After slipping nearly 7% on Thursday, Grasim lost another 6% on Friday to Rs 4,250 levels on the National Stock Exchange (NSE) in early morning trade. On the other hand, shares of Aditya Birla Nuvo (ABNL) tanked over 22% in morning deals on Friday to Rs 1,211 levels after rallying 4.5% a day earlier on the NSE.
Both stocks have been reacting to the news of the proposed merger between ABNL with Grasim Industries (Grasim). The merged entity, according to a company presentation, pegs the aggregate revenue at Rs 59,766 crore with a profit after tax (PAT) of Rs 4,245 crore.
The restructuring will result in the listing of the merged financial services business, which will be 57% owned by post merger Grasim and the balance by its shareholders on a proportionate basis. Shareholders will receive three equity shares of Grasim for every 10 equity shares of Aditya Birla Nuvo, and seven shares of Aditya Birla Financial Services (ABFS) for every one equity share of Grasim.
The deal expected to be complete by the end of Q4FY16 / Q1FY17. The transaction is subject to approval from regulatory authorities, shareholders, High Courts of Madhya Pradesh and Gujarat, Competition Commission of India etc. Once complete, the combined entity will have five key verticals – Cement, Financial Services, Telecom, Textiles and Chemicals.
Analysts say the proposed merger will lead to an equity dilution of 40.8% and promoters’ holding in Grasim will increase to 39% from 31.3% presently. This will not be (earnings per share) EPS accretive for Grasim; and based on FY16 financials, there will be an EPS dilution of 7% for standalone business of merged entity.
“In addition to being the holding company for cement business, UltraTech, will now become a holding company for ABFSL as well. We believe that transfer of unrelated business verticals and AB Nuvo’s stake in Idea is not in favour of existing shareholders of the company,” says Sanjeev Kumar Singh, an analyst tracking the company at Emkay Global.
“We believe that merger of AB Nuvo into Grasim is not in the favour of existing shareholders and the company may command higher discount for its holding in different subsidiaries. We downgrade Grasim’s rating to REDUCE from BUY,” he adds.
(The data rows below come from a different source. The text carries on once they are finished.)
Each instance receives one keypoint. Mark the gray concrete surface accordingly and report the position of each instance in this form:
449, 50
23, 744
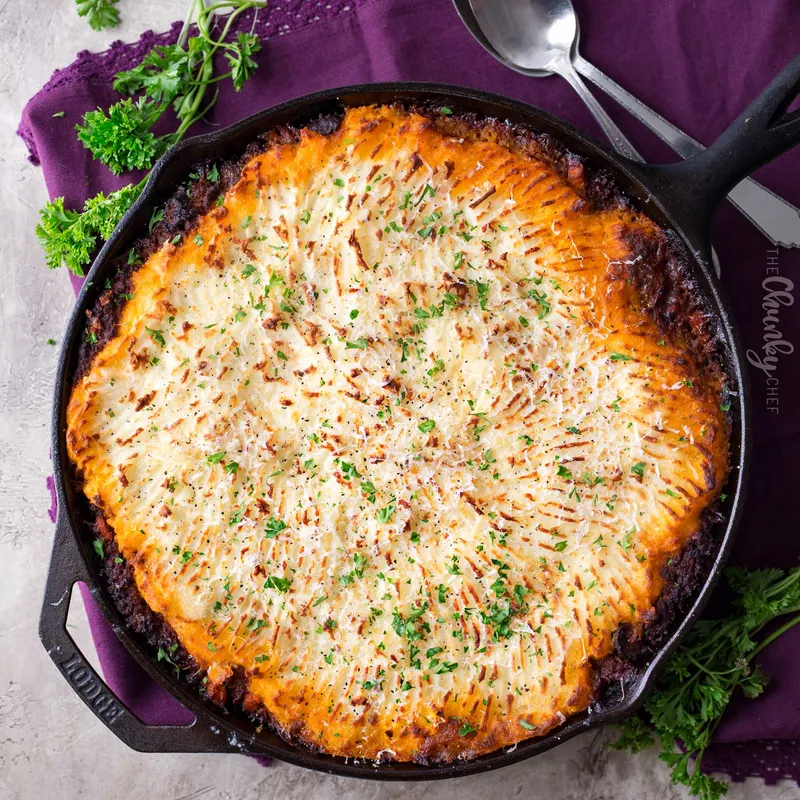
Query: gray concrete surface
51, 746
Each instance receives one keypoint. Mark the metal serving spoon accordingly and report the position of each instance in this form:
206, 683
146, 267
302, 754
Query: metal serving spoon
540, 38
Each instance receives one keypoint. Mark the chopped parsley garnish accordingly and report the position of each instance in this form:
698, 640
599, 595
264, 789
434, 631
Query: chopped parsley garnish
385, 514
410, 627
279, 584
157, 336
274, 527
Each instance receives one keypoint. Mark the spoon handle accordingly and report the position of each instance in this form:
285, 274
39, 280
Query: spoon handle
617, 138
777, 219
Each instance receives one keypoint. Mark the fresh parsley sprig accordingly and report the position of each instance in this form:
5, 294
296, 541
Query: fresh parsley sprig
699, 680
178, 76
99, 13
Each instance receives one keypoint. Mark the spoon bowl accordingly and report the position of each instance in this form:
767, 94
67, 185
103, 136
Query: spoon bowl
539, 38
530, 36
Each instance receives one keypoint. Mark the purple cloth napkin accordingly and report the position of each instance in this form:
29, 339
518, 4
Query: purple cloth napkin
699, 64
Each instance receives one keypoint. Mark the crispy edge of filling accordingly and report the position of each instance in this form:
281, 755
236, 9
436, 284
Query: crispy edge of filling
637, 288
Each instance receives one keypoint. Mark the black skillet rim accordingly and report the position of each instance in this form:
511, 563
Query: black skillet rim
635, 181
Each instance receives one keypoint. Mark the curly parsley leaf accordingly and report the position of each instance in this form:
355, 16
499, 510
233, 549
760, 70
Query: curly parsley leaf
180, 75
121, 138
715, 661
71, 237
99, 13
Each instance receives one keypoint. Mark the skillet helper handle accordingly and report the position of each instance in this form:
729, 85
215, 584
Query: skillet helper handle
67, 567
761, 133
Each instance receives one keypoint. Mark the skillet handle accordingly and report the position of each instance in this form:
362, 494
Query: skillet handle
67, 566
763, 131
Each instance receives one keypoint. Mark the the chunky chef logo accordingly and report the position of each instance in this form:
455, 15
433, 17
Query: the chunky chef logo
777, 295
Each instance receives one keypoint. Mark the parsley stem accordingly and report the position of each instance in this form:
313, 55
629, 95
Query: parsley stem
776, 633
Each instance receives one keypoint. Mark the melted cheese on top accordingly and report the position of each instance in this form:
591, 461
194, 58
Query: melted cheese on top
388, 432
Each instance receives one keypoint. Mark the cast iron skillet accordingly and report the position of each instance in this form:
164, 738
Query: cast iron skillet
680, 197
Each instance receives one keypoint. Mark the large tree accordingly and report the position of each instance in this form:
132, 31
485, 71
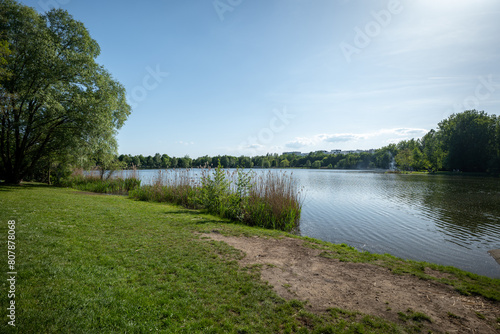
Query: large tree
56, 101
469, 139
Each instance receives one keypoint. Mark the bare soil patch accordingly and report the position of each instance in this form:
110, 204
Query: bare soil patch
298, 272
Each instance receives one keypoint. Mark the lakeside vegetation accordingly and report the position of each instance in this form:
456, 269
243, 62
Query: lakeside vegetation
468, 141
101, 264
271, 200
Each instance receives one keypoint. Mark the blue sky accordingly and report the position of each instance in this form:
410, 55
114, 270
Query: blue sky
247, 77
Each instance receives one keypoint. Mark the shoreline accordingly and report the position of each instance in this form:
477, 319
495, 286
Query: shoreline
157, 256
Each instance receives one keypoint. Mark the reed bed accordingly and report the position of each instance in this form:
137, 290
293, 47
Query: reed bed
271, 201
113, 183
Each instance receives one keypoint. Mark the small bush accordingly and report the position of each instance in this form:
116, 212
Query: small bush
271, 200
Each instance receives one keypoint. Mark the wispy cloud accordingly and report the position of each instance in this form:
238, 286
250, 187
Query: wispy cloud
390, 135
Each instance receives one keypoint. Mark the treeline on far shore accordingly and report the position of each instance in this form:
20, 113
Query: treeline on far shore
468, 141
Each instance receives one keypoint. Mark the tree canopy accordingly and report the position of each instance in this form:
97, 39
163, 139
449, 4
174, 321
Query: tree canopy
56, 103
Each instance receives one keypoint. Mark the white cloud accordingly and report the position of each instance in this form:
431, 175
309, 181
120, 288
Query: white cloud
384, 135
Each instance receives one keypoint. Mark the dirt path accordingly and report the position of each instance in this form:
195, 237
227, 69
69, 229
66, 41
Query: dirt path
297, 272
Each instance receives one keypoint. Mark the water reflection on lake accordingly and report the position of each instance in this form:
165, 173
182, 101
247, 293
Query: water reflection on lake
449, 220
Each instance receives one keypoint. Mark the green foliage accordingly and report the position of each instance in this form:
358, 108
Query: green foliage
57, 101
97, 184
271, 201
469, 140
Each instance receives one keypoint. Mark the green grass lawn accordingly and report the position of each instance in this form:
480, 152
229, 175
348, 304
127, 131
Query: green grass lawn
109, 264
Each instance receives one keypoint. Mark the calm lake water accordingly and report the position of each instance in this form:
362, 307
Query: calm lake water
449, 220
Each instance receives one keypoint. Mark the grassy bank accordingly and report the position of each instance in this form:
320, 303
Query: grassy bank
108, 264
271, 200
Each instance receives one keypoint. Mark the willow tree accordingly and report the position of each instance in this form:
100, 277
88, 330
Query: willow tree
56, 101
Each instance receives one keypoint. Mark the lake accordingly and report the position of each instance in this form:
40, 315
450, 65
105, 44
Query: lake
444, 219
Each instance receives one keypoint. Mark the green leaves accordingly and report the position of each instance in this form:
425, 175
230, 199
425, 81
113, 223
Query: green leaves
58, 102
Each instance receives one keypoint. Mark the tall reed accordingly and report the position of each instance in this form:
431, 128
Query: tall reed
116, 184
272, 200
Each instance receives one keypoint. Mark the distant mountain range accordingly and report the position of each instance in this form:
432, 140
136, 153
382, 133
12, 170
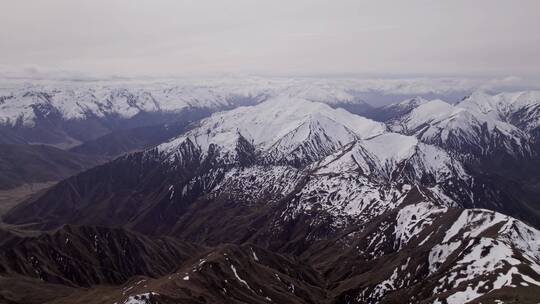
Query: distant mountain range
279, 196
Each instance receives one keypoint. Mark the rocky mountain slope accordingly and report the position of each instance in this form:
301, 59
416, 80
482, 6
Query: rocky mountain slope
290, 201
27, 164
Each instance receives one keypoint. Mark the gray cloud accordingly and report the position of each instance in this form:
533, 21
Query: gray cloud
166, 37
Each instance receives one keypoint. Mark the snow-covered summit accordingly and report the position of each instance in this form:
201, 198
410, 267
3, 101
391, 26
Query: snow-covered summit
462, 129
279, 128
392, 156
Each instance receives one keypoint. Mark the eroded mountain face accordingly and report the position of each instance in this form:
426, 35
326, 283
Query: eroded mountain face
294, 201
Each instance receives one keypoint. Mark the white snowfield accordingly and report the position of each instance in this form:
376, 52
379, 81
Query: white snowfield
277, 127
79, 101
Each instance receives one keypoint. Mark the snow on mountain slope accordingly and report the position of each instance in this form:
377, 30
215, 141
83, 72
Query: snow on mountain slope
521, 109
386, 157
462, 255
72, 103
462, 130
281, 129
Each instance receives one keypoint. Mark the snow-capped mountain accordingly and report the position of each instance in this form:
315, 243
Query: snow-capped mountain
279, 130
521, 109
316, 205
463, 130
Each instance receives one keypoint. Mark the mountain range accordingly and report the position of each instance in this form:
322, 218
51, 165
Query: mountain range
276, 195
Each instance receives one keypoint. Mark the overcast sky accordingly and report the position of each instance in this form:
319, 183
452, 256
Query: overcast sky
301, 37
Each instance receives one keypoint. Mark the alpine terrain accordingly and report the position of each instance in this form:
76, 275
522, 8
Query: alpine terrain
268, 193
The first reaction of investors and analysts in the conference call too, according to reports, did not appear to be positive as they fear that the wait for lowering of holding company discount has increased.
“A large number of queries centred around the rationale of adding more businesses where Grasim would be a holding company. Likewise, some Aditya Birla Nuvo minority holders were apprehensive that their exposure to the high?growth finance business may get diluted. Also, some Grasim minority holders were keen to have exposure to cement than telecom and other sectors. Considering that risks in cement sector are slowly receding, we would rather own pure plays like Shree Cement and UltraTech Cement,” point out Manish Saxena and Sharif Hadimani of Edelweiss in a report.
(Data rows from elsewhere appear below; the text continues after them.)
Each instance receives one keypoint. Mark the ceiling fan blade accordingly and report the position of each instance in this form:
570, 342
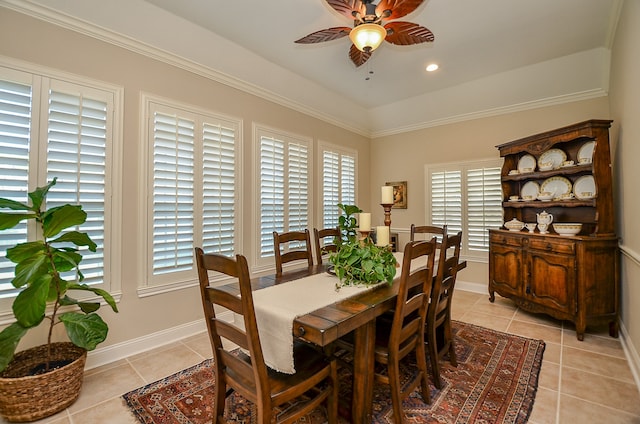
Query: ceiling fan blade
398, 8
406, 33
358, 57
346, 7
324, 35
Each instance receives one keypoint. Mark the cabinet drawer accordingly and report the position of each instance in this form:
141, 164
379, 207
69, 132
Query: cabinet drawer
552, 246
506, 239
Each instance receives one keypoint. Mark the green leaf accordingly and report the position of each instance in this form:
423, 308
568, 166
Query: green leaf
85, 331
77, 238
9, 339
57, 219
100, 292
10, 220
30, 269
22, 251
38, 195
30, 304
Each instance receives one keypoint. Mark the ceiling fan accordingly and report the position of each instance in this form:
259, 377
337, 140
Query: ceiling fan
368, 30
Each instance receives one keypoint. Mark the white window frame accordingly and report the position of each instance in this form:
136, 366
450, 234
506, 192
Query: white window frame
342, 151
41, 80
267, 263
476, 255
150, 284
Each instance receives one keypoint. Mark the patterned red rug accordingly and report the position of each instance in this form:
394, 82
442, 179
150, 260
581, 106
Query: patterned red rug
495, 382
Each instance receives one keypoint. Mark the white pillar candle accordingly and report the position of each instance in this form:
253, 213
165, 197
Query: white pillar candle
382, 236
365, 221
387, 195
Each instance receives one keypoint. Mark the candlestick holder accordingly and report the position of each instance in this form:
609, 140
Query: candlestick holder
387, 213
364, 234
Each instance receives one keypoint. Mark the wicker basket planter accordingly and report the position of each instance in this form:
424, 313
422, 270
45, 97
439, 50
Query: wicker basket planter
31, 398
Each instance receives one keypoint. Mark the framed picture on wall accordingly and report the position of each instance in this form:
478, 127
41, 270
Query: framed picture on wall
399, 194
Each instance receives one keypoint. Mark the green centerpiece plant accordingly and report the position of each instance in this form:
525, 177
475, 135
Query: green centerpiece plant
28, 388
359, 261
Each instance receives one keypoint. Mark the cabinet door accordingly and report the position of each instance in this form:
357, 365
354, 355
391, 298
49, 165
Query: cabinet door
551, 281
505, 269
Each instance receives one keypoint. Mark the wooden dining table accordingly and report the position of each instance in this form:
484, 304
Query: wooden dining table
325, 325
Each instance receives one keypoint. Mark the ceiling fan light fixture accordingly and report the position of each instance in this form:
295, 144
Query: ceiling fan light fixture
367, 37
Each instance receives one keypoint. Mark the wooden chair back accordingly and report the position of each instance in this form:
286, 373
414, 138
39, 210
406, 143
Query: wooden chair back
291, 246
247, 374
323, 246
407, 329
427, 232
438, 326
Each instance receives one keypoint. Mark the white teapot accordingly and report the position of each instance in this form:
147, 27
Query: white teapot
544, 218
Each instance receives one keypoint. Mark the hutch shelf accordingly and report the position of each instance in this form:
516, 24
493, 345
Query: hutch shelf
574, 278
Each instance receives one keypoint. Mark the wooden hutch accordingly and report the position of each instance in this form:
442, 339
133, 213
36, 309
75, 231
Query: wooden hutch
573, 278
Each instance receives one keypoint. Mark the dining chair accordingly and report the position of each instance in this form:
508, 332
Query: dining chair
244, 370
438, 334
428, 231
326, 246
404, 333
291, 246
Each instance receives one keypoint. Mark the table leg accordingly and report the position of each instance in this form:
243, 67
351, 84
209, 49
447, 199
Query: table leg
363, 367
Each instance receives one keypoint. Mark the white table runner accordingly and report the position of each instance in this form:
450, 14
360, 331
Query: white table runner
277, 306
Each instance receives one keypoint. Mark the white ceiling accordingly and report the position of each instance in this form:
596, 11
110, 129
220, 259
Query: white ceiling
493, 54
473, 39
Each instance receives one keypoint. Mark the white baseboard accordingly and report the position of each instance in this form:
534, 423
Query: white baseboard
103, 356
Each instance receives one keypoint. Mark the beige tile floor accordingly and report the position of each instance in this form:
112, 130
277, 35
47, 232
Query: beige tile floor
580, 382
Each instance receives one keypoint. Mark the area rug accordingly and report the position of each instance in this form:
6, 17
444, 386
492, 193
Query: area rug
495, 382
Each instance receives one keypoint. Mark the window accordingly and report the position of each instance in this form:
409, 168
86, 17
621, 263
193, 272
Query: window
338, 182
52, 128
191, 185
284, 191
466, 197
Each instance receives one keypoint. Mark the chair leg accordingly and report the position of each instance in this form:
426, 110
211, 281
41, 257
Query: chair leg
396, 392
332, 400
219, 399
433, 356
421, 361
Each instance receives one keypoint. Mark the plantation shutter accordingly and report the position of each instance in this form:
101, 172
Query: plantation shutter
15, 132
219, 209
173, 193
76, 156
271, 192
484, 206
330, 185
338, 184
446, 199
Analysts at Religare Institutional Research, too, gave a thumb-down to the deal and expect the merger to be a long drawn process given the scepticism expressed by minority shareholders in the management interaction call.
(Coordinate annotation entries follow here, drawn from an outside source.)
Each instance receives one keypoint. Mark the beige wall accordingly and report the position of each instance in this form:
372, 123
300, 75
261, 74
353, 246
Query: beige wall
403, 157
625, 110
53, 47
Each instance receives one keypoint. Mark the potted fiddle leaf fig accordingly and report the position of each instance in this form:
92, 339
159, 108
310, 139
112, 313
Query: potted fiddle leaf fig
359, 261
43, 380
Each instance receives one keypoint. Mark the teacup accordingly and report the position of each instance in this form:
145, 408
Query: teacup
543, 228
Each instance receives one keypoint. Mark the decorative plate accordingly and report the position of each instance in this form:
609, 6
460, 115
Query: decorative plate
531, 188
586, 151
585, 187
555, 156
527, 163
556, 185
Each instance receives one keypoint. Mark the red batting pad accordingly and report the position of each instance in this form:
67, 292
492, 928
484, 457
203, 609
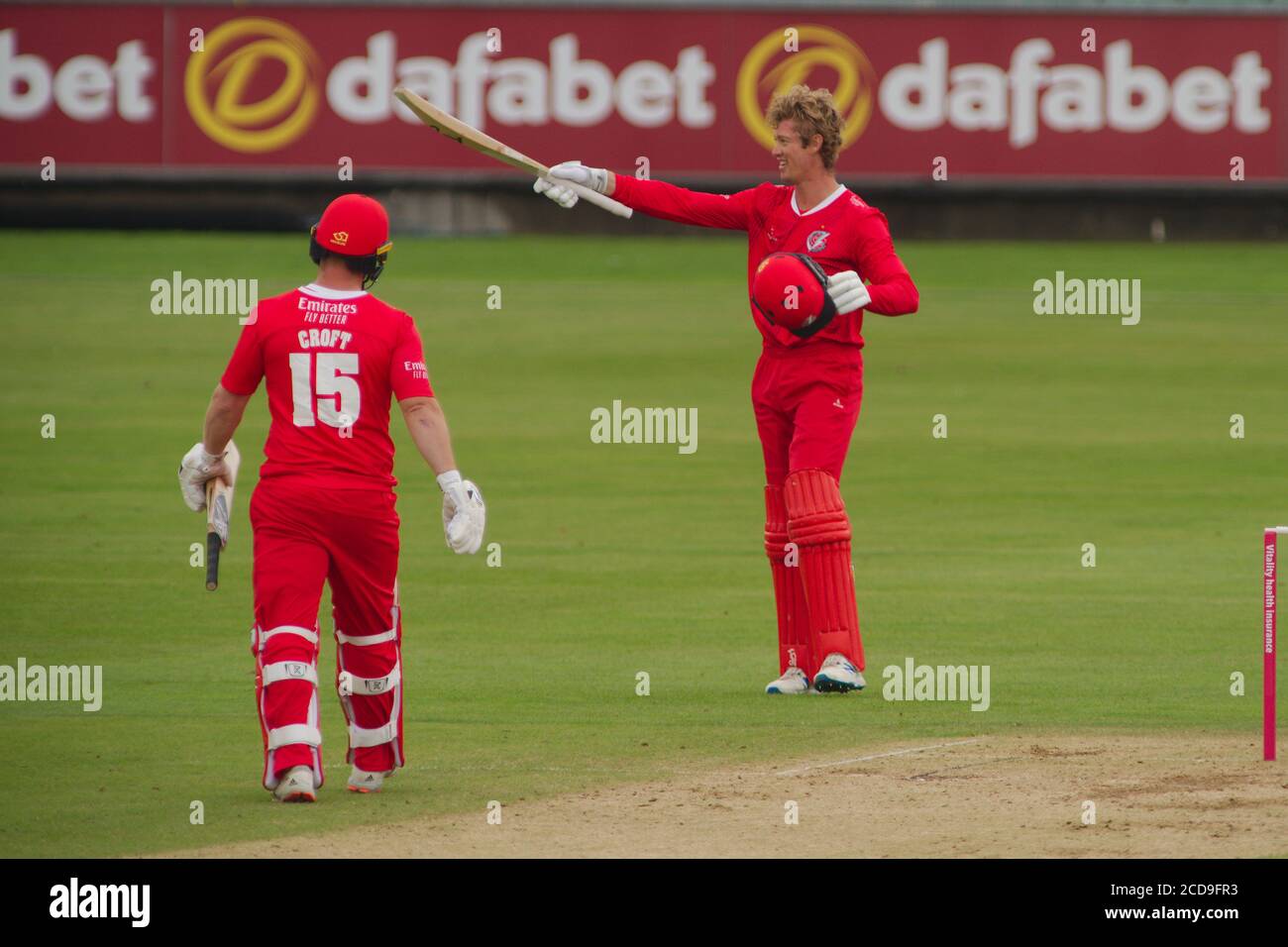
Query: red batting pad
818, 526
794, 638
“This along with lack of clarity on growth prospects of other AB Nuvo business leads us to keep our target price and rating on Grasim under review. We however believe the stock could de-rate as its holding company discount widens post-merger,” say Mihir Jhaveri and Siddharth Vora of Religare in a report.
“We believe Grasim is unlikely to retain its status of a proxy play investment for cement in India post-merger and suggest investors to buy only into pure play cement companies to ride the cement upcycle,” they add.